Well, that's not entirely accurate.  You don't necessarily need to retool the
entire thing, simply because the part in existence is also necessary.  What you'd
need to do (depending on your goal) is probably add small bits to the early and
later processing attempts (like the BeforeParsing() hook) to trim down the
sentence to the critical parts that Inform does know how to parse.


>   I know nodody asked, but here's my idea, in two (2, 3, ..., well not many)
> words: I want parser to consist just of a large set of translation
> rules, that are matched and applied to input string, producing large quantites
> of mostly
> dead-end productions. The few that are converted to 'understandable' form are
> weighted, and the winner is chosen as an interpretation of user input. Z
> machine just isn't fast enough for this.
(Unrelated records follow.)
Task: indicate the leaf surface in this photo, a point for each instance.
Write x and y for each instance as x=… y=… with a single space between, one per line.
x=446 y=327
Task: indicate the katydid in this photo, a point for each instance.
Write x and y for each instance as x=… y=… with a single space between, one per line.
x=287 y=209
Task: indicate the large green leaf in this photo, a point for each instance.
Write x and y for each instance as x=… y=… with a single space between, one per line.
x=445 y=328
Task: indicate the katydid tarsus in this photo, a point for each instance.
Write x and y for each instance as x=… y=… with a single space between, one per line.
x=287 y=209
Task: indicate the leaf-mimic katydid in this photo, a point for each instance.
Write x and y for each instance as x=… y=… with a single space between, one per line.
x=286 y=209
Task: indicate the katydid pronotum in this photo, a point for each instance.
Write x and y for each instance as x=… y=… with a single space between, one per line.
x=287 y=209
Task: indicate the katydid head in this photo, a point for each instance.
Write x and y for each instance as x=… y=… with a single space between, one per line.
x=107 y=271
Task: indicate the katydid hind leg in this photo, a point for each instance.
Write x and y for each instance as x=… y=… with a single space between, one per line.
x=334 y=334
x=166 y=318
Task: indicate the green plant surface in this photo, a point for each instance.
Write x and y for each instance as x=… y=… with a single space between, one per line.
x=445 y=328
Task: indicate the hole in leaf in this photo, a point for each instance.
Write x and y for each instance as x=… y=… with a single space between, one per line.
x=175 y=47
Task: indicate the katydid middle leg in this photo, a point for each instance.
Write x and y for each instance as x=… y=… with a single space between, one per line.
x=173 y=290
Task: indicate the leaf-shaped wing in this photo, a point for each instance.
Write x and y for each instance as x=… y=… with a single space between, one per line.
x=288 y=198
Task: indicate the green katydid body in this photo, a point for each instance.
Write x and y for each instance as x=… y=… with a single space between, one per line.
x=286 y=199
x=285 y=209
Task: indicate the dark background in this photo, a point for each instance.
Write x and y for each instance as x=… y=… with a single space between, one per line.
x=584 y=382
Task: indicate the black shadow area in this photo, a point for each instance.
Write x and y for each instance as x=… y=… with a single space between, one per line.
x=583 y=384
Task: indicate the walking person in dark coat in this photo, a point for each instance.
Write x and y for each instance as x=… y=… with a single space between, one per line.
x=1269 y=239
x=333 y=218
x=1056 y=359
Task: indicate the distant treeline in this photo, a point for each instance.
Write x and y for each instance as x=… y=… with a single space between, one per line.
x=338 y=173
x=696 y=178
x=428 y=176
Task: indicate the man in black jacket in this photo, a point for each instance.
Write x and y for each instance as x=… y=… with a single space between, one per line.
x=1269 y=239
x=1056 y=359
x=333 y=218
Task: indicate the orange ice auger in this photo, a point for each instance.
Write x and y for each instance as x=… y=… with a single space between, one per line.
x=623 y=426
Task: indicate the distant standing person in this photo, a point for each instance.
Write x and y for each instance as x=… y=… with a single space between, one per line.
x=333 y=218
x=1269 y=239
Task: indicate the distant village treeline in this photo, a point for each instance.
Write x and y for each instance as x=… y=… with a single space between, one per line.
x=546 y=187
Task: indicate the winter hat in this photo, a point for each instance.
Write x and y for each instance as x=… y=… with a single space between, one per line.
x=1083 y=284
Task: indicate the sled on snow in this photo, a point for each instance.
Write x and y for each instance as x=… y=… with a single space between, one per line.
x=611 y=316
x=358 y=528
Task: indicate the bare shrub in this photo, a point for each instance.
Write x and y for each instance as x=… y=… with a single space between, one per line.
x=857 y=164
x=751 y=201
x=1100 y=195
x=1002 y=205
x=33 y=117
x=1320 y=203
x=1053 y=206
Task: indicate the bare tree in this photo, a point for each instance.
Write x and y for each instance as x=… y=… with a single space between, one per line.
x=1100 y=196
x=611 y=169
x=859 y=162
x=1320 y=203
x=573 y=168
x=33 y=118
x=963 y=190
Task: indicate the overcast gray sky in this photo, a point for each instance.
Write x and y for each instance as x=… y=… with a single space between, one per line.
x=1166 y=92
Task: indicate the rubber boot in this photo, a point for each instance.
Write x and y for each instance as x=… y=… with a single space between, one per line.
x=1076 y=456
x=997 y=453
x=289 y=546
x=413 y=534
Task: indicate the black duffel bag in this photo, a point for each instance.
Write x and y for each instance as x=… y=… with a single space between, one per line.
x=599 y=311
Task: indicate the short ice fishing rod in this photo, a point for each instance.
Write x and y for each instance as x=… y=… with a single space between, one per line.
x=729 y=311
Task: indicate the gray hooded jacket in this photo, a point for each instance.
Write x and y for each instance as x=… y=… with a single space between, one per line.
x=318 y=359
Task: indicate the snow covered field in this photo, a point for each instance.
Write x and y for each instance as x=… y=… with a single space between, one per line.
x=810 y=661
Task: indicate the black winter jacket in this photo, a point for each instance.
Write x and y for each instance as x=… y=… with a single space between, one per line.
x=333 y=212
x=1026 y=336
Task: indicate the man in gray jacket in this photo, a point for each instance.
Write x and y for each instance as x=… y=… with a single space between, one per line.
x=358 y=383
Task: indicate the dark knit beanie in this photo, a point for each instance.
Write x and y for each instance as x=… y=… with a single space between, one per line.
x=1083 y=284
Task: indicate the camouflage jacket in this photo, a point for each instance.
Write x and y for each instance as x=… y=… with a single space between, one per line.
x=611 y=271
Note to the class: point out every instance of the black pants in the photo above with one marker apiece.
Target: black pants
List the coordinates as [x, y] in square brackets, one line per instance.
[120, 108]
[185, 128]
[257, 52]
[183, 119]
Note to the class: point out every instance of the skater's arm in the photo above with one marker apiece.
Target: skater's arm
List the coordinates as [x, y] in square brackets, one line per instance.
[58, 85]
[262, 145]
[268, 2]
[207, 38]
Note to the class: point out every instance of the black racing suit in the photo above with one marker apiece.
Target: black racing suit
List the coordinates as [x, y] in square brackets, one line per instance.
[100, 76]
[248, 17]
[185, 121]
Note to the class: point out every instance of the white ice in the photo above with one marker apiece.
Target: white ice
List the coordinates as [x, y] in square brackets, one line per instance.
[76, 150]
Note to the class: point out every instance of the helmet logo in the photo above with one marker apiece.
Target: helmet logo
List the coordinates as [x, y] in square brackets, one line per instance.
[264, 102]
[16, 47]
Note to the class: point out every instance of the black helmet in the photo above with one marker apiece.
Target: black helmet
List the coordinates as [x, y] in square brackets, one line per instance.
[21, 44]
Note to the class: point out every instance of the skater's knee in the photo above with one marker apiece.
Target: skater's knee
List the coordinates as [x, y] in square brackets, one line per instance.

Well, I can't be responsible for your patience threshhold, of course...

However, what it's starting to sound more like you need is some sort of dynamic,
iterative, grammar production system.  That is, something that'll take your
"left-hand sides" and convert them to all possible "right-hand sides."  No such
tool that I'm aware of will do this, but it could probably be coded in a LISP or a
Prolog without excessive hassle.


> > Also nifty about Inform is that the Z-Machine does some lexical analysis for
> > you, making any parsing job significantly easier, even when you're not using
> > the Inform parser.
>   But it doesn't keep history of user input and program output, which I want to
> have at hand to resolve things like 'it', 'them', 'which' and so on. My idea
> of interactive fiction is that you should always have the log (written
> part) of it available to both user and program, and it's also
> impossible in Inform.

Not impossible at all.  Simple in fact:  Copy the input during BeforeParsing()
into whatever arrays you have available.

Now, mind you, such an extensive parser may be more of a hinderance in games than
otherwise.  Consider:
    > NORTH
    I'm not sure what to do with just a noun.

    > GO THAT WAY
    Ah.  I'm going to assume you mean "go northward."

This is much like the question that occasionally comes up as to "how to I ensure
that the player types exactly the phrase I want to accept."  The answer is,
"please don't do that, because it'll annoy the player."

What might be better (assuming you're building a game--which I realize is not
necessarily a valid assumption) might be to scan the input, left-to-right, for the
verb in BeforeParsing(), then let the Inform parser (or whatever) take it from
there.  If you don't like pronoun-handling, you'll have to fiddle with that, as
well, but that shouldn't be too difficult.